# Intermittent Fasting Calculator



## Robbie789 (Sep 6, 2012)

Bored at work so thought I'd do a bit of research about IF to see if I liked it enough to give it a go come cutting time.

Found this-

http://www.1percentedge.com/ifcalc/

Really helpful to work out all your macros for you :thumb:


----------



## constantbulk (Dec 27, 2010)

good find........


----------



## griffo13 (Dec 7, 2009)

interesting.. will you be using this for your own diet


----------



## Lorian (Apr 9, 2003)

That's really useful - thanks!


----------



## Robbie789 (Sep 6, 2012)

griffo13 said:


> interesting.. will you be using this for your own diet


I won't be cutting until February time, so once I've done more research on IF I'll decide. Obviously it's a long way off, but I'll probably do 4 weeks of 'regular' cutting with 6 meals spread throughtout the day, then move onto IF to keep up the weight loss.

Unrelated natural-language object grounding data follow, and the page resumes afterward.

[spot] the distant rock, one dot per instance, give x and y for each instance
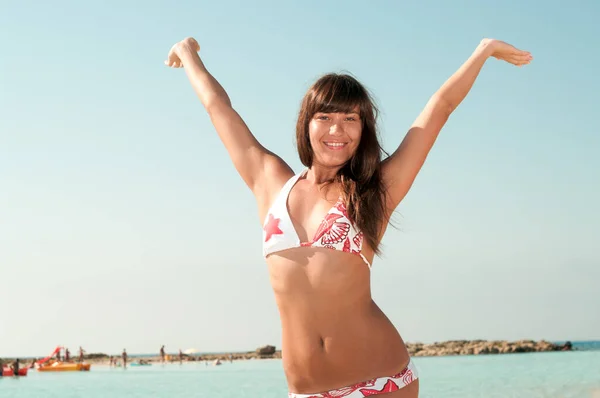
(481, 347)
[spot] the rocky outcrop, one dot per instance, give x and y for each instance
(480, 347)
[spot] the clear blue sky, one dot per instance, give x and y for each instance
(123, 223)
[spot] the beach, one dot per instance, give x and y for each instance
(572, 374)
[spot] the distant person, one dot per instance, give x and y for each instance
(162, 354)
(320, 264)
(15, 367)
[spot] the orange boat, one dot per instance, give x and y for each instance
(65, 367)
(50, 365)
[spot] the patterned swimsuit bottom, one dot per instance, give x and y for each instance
(380, 385)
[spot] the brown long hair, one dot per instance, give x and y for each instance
(360, 178)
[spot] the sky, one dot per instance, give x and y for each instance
(123, 223)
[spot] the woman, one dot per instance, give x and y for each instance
(322, 227)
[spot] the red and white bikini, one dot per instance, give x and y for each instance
(380, 385)
(336, 231)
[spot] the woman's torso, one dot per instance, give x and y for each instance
(334, 334)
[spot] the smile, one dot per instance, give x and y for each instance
(335, 145)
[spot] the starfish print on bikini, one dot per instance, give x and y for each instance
(272, 227)
(390, 386)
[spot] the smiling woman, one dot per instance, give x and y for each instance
(322, 226)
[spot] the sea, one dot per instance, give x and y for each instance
(528, 375)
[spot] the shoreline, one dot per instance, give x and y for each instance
(445, 348)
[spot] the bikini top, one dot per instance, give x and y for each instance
(336, 231)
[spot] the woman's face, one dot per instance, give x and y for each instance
(334, 137)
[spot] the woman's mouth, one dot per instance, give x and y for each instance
(335, 146)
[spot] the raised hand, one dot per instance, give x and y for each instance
(506, 52)
(175, 54)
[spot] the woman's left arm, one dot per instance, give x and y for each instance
(401, 168)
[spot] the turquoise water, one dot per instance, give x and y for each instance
(533, 375)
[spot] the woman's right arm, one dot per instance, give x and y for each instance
(258, 167)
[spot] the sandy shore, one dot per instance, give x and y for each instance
(454, 347)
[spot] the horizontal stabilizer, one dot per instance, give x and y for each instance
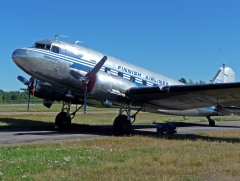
(224, 75)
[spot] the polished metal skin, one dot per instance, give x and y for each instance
(52, 61)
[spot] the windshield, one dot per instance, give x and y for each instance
(42, 46)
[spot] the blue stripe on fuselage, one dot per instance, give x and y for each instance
(82, 64)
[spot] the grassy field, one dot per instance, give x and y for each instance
(127, 158)
(208, 156)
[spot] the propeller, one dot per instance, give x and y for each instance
(88, 79)
(30, 88)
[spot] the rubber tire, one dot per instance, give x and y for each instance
(211, 123)
(122, 126)
(62, 120)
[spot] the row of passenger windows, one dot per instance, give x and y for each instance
(56, 49)
(132, 78)
(50, 47)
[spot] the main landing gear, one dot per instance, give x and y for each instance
(211, 121)
(122, 125)
(64, 118)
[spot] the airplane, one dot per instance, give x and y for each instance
(74, 74)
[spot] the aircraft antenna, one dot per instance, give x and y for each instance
(78, 41)
(56, 37)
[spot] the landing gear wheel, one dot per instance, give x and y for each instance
(122, 126)
(211, 122)
(63, 121)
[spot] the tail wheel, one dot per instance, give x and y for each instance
(122, 126)
(62, 120)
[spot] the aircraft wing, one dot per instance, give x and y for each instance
(181, 97)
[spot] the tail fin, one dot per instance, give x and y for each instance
(224, 75)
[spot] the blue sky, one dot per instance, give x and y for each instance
(187, 38)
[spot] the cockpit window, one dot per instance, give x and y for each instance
(42, 46)
(55, 49)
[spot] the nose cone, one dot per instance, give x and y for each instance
(19, 57)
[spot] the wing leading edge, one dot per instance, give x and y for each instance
(181, 97)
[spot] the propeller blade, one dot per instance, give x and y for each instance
(23, 80)
(76, 74)
(85, 100)
(28, 101)
(95, 69)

It looks to be a pretty decent calculator and has a 'custom' option you can set for everything if you want to lose weight faster/slower.


----------



## Pardoe (Mar 26, 2012)

been using IF for weeks now, works amazing for me tbh, and so easy to keep to!


----------



## reza85 (Jan 11, 2009)

ILL be carfull with i think it over estimates abit


----------



## dap33 (May 21, 2008)

its got me in the best shape of my life...and i'm 40 next year as well


----------



## Rusky87 (Jan 15, 2012)

It's worked wonders for me too. Will stick to I.F for a long time to come.


----------



## Hayesy (Aug 15, 2011)

Bumping this for more info........who is using IF atm, i have scrolled 100s of posts and threads just need one or two clearing up......


----------



## LukeV (Jul 28, 2010)

Bumping also. Im thinking about giving it a go.


----------